Written for the Game of Ships Ice and Fire Challenge on Tumblr. Prompt: Gift Giving.

Shiera gives Brynden a gift on his nameday, but it is not the gift he wants from her.

Work Text:

“You know what I really want. Let’s stop pretending, Shiera.”

She laughed, raising an eyebrow. “Last night was not enough for you? At the pace we were going, I might need to bathe in the blood of a thousand maidens to refresh myself.”

Shiera was fully aware about the things whispered and rumored about her. She was not a fool, except in this one matter where she pretended to be completely oblivious and ignorant. Pretended to be unaware of Brynden’s deepest desire, of the one thing that would bring him happiness, the one thing she could give him, but adamantly refused to do.

He was weary of her games and her dissembling, her pretence that his proposals of marriage need not be taken seriously, because he had not truly meant them. As if it was merely a game they liked to play, the push-and-pull, the proposals extended and then refused. As if she could see into his heart and knew him better than he knew himself.

 Well, she was wrong. Wrong, wrong, wrong. Brynden knew exactly what he wanted. It was never a game he was playing with the proposals, despite Shiera’s assertion to the contrary, despite her refusal to take him seriously.

“I want you in my bed as my wife, not my whore,” Brynden exclaimed.

Her eyes narrowed. “Careful, Brynden,” she warned him. “Or you might not have me in your bed at all.”

“Is it Bittersteel? Do you care for him the way he cares for you?” His voice sounded sulky and petulant even to his own ears, but he was beyond caring. He wanted to know her reasons. No, he needed to know her reasons.

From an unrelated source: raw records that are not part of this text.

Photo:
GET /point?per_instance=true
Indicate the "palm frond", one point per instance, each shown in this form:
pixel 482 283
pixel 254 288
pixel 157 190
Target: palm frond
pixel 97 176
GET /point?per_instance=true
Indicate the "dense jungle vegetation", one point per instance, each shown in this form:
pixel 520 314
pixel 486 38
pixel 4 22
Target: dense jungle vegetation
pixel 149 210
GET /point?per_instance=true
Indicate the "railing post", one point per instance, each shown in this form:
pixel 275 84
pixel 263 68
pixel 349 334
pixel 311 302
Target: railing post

She tossed her hair and fingered her necklace. The gesture, at once so familiar and yet still so alluring to him, brought only pain and agony this time.

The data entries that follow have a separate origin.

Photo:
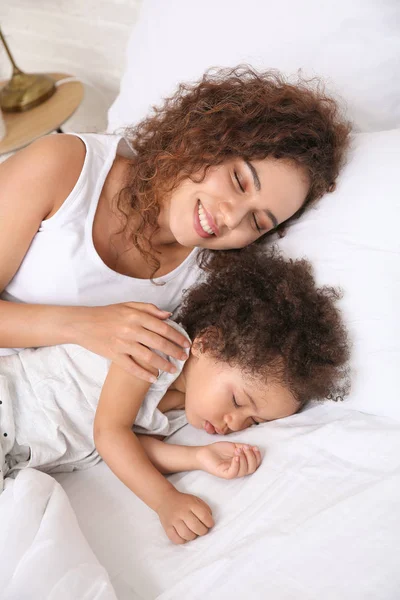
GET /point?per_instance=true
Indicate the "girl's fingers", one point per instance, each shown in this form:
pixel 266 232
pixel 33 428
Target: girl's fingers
pixel 184 532
pixel 258 455
pixel 243 469
pixel 234 467
pixel 251 459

I want you. All of you. All the time. Every day and every night, every waking moment.

“Our dear brother Aegor does not really care for me. He is confusing lust with caring, mistaking the desire to possess with true love,” Shiera said pointedly, gazing at Brynden with a cryptic expression on her face.

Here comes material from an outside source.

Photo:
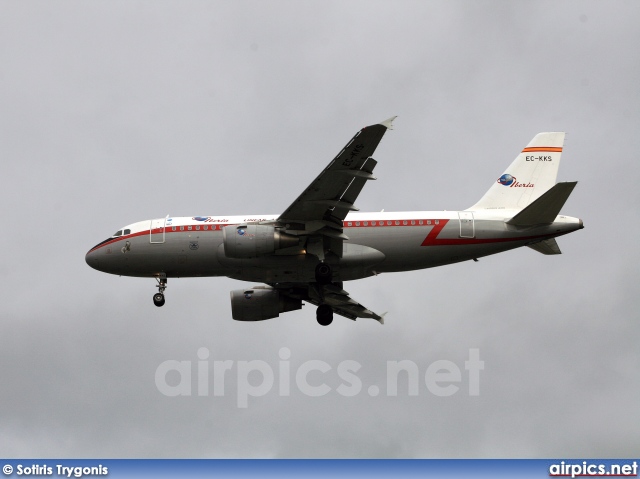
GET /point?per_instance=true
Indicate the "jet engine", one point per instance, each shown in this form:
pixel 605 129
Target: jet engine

Brynden winced. “Do not call him that. Bittersteel is not our dear brother.”

And I do not like you calling him Aegor, as if he has any right to that kind of intimacy.

Shiera smiled. “Our dear half-brother, then. Just like you are my dear half-brother, Brynden.”

“Is that why? You will not marry me because we were born of the same father? Have you forgotten that the blood we share is the Targaryen blood?”

Incest is not only allowed, but encouraged for those with Targaryen blood, were his unspoken words.

Shiera sighed, turning away from him. “Why must there be a reason? Can’t I refuse without being submitted to an extended interrogation every single time? Can you not be graceful in defeat?” Her tone was irritable, her mismatched eyes blazing with impatience, highlighting the contrast between the blue and the green.

“Once, perhaps. You could refuse me once without explaining yourself. But not time and time again,” Brynden replied.

He blinked, and she was suddenly standing next to him, close enough for him to feel the beating of her heart. Her fingers traced the birthmark on his cheek, her sharp nails drawing blood over the flesh. “Did you ever consider that it’s time for you to stop proposing, Bloodraven? Perhaps then you would not be refused so often.”

Bloodraven. She had never called him by that name before. She despised the name, and the people who would call him by that name.

Her touch had delighted him last night, and many nights before, but now it only felt like mockery, like a cruel jape she was playing on him. His fingers seized the sapphire-and-emerald necklace gleaming on her throat, the alternating blue and green of the stones matching the colors of her eyes.

 “Let go,” she warned him. “Now.”

“Why? I only want to help you take it off. Have you ever taken your necklace off, Shiera?”

She stared at him, her gaze steady and unwavering. “You will regret this, Brynden. I promise you.”

I know many things about you as well, Brynden, her gaze seemed to be warning him. Secrets and lies, we are both in possession of more than our rightful share.

“Brynden.” Her voice was cold, colder than the winter that lasted a hundred years.

Her necklace was the key to her secrets, but she knew the key to his secrets in return. He had confided too much, risked more than he should, chanced more than it was wise with Shiera.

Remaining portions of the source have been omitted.